E major is arguably guitar's most powerful key. The open low E and high E strings ring sympathetically as the root, while the open B provides the fifth. This triple reinforcement gives E-based riffs and chords unmatched depth and volume. E is a beginner-level key on guitar because both the low E and high E strings ring as the root, and the open B is the fifth — three open strings reinforce the tonic chord. Beginners will find this key approachable since most chords use open voicings with minimal stretching.

Voice Leading

The bass line moves through E to C (descending major third), C to B (descending half step), B to D (ascending minor third), D to C (descending whole step), C to E (ascending major third), E to F (ascending half step), F to E (descending half step).

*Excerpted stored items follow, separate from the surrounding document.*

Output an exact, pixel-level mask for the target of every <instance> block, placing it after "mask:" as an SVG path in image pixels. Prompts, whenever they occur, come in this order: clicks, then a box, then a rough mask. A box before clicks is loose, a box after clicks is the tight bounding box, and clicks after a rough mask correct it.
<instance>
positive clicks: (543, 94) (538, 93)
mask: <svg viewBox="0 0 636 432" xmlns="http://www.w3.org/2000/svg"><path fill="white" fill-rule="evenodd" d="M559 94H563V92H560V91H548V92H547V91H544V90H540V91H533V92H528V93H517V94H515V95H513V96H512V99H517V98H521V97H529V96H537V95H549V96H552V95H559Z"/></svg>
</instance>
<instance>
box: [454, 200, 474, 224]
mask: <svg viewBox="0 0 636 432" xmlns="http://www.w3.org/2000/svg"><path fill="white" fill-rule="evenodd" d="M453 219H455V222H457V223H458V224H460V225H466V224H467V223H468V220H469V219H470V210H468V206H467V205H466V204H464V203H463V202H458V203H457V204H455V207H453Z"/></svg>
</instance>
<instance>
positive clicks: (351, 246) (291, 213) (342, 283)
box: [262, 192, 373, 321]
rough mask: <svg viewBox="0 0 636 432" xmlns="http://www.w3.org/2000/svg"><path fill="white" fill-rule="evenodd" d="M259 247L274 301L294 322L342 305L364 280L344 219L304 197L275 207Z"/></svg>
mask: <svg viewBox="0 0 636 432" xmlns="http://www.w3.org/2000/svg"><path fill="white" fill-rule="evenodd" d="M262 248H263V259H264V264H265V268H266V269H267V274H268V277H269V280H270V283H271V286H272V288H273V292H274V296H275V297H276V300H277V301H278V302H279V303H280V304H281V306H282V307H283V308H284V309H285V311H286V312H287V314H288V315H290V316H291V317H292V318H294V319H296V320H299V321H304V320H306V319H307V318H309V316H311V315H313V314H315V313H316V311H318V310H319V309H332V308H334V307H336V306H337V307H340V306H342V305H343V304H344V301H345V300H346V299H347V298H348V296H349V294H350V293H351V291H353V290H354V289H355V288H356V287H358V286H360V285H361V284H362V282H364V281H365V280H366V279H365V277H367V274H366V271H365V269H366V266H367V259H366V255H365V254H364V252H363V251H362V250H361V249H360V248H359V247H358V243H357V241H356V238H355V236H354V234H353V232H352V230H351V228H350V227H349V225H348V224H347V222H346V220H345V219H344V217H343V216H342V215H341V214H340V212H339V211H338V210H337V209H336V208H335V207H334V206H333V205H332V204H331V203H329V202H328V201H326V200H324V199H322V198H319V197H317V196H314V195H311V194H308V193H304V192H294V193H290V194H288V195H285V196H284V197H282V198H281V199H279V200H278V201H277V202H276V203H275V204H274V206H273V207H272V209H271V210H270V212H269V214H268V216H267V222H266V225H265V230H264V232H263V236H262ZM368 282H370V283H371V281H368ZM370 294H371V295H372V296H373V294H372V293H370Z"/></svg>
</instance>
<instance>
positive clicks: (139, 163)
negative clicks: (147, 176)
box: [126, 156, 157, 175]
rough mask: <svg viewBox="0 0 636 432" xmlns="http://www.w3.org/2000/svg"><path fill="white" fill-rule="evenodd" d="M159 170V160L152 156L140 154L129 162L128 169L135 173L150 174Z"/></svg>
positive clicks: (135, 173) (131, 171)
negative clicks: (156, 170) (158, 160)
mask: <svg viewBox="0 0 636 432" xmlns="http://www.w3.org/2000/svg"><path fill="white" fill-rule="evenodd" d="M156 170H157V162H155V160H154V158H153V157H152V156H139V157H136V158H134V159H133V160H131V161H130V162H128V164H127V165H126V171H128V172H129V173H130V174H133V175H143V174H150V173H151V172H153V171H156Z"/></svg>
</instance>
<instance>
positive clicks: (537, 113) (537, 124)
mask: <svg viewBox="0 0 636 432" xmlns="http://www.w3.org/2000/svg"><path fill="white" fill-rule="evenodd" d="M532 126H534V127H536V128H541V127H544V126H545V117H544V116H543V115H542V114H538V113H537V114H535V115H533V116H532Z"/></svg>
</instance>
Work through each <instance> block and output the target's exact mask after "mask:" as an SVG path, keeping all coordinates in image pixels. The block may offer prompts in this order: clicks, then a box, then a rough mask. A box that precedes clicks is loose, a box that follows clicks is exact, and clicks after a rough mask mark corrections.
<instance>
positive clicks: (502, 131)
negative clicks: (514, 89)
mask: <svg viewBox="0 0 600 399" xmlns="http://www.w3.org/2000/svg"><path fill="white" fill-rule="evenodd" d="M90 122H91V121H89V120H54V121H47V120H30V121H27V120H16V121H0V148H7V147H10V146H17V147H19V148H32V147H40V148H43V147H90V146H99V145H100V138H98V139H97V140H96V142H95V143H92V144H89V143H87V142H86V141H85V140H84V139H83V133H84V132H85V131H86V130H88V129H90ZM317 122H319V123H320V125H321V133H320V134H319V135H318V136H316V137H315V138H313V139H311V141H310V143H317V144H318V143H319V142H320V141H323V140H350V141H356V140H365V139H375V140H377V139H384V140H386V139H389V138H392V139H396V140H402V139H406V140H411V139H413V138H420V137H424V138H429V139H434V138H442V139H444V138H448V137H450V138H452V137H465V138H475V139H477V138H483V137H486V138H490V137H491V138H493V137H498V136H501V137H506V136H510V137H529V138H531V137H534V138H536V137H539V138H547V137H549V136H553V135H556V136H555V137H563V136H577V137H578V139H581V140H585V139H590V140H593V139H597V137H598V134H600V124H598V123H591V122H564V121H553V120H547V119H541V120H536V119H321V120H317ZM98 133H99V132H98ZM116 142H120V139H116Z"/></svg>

A half-step bass movement creates a strong leading-tone pull that demands resolution. The predominantly stepwise bass motion creates smooth, connected voice leading. When the progression loops, the bass returns from E to E by unison.

Scales for Improvisation

E major pentatonic works because every note is either a chord tone or a safe passing tone — there are no avoid notes. For soloing, this means you can play freely without clashing. Over dominant seventh chords, E Mixolydian adds the flat seventh for an authentic blues-rock edge.

afro-cuban3/4 · 55 bars · Form: ABCDE

Chords: EMi69, C7♭9/A♭, B7♭9/G, D, C, EMi, F13, EMi7.